На этот раз общественное мнение обогнало политиков. Прошло всего несколько лет — и репутация Пастернака у читателей утвердилась. Множились тиражи его изданий на русском языке, его стихи изучали в школе, его цитировали по всякому случаю. Мало-помалу вчерашний ренегат стал литературным маяком, сравнимым с самыми великими.

Приход к власти Горбачева, начало «перестройки» и «гласности» — иными словами, реформ по обновлению политики с целью сделать ее прозрачной — ускорили прилив читающей публики к Пастернаку, писателю, которым еще вчера высокомерно пренебрегали.

Этому способствовало обращение группы советских писателей, осознавших ошибки предыдущего правительства в оценке произведений Пастернака, с коллективным письмом от 30 апреля 1985 года к Михаилу Горбачеву, тогда — члену Политбюро ЦК КПСС. Писатели ставили вопрос о создании Музея Пастернака. «1990 год будет годом столетия со дня рождения великого советского поэта Пастернака, — читаем мы в этом документе. — Эта памятная дата будет широко отмечаться в нашей стране и за рубежом <…> По всеобщему мнению, творчество Пастернака — одно из сокровищ мировой культуры. Со времени смерти поэта в 1960 году его могила и его дом в Переделкине стали для советских и иностранных читателей местом паломничества. <…> В связи с работами дом опечатали, и судьба его должна на днях решиться. Нам кажется, что было бы жаль не воспользоваться этой возможностью, чтобы открыть Музей Пастернака. Его наследники готовы в случае создания Музея передать туда все бесплатно».

Хотя разрешение было немедленно получено — надо же было «пойти навстречу пожеланиям трудящихся и общественному мнению», музей, преодолев множество помех, связанных с административными сложностями, открылся только пятью годами позже, в феврале 1990 года.

Музей Пастернака! Наверное, если бы Борис Пастернак чудом вернулся на землю, если бы ему случилось посетить святилище его памяти, поэт только улыбнулся бы печально при виде всех этих семейных реликвий, с помощью которых якобы воспроизводится его жизнь, а на самом деле не имеющих никакого значения и не представляющих никакой ценности, потому что нет его самого, чтобы согреть их прикосновением руки или взглядом. Это тайное сообщничество между существами и вещами, между живым и неживым, между личной судьбой и судьбой мира, это чувство, что тебя уносит потоком, как мошку, как упавший с дерева листок, это слияние с природой — вот что он хотел выразить как в стихах, так и в прозе. Но даже следа, малейшего следа его философии не найти в холодных, снабженных отсылающими к прошлому этикетками экспонатах, собранных на даче в Переделкине, открытой для нашествия толпы.

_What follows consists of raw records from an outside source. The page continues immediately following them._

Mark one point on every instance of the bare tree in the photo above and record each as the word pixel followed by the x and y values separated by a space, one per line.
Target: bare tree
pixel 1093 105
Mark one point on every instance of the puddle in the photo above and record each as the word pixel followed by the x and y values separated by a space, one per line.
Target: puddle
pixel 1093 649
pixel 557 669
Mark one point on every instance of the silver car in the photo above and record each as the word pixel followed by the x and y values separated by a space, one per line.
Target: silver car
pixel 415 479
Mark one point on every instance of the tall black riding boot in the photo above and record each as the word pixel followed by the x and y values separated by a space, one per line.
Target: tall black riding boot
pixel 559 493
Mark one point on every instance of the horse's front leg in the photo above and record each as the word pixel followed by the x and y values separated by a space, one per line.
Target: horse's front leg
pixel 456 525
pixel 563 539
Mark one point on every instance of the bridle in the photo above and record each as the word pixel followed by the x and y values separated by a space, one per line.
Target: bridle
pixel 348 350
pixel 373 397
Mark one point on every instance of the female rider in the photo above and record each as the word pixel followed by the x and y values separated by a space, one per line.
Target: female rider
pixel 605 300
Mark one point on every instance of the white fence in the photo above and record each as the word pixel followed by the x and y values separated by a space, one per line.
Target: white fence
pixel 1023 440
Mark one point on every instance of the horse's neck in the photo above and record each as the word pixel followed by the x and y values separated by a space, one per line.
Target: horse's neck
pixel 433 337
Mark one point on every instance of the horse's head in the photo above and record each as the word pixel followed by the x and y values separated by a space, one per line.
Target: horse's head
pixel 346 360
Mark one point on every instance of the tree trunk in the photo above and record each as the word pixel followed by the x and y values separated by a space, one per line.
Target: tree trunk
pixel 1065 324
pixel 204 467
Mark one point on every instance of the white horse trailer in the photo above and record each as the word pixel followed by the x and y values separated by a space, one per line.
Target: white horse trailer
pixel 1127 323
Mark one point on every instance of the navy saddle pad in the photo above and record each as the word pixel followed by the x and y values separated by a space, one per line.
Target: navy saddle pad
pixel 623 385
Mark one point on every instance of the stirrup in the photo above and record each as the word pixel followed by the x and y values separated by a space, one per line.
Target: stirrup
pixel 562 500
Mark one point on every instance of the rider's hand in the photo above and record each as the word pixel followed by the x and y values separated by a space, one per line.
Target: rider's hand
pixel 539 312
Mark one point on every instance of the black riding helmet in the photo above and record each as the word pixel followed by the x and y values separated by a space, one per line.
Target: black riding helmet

А на самом деле — неужели соотечественники Пастернака любят в «Докторе Живаго» именно этот поэтический пантеизм по отношению к земле и истории? Может быть, они куда меньше почитают автора за его идею всеобщей гармонии, чем за мужество, с которым он решился, имея оружием лишь перо и писательскую совесть, противостоять ордам полицейских, шпионов, партийных чиновников, которым было поручено заставить его замолчать, замолчать во что бы то ни стало? Не любят ли они скорее характер Пастернака, чем его талант? С самыми лучшими намерениями люди делают из него приверженца свободомыслия, борца с насилием и ложью советского гнета, тогда как на самом деле он прежде всего был пророком нового способа любить жизнь. Не ошибаются ли они, определяя истинную миссию своего героя? Не сожалеет ли Пастернак в ледяной тоске потустороннего мира о пусть даже и лестных кривотолках, объектом которых он является еще и сегодня? Со всей очевидностью можно утверждать, что не существует ни одного известного человека, даже среди тех, чьи имена красуются в энциклопедиях, посмертная слава которого не покоилась бы на недоразумении.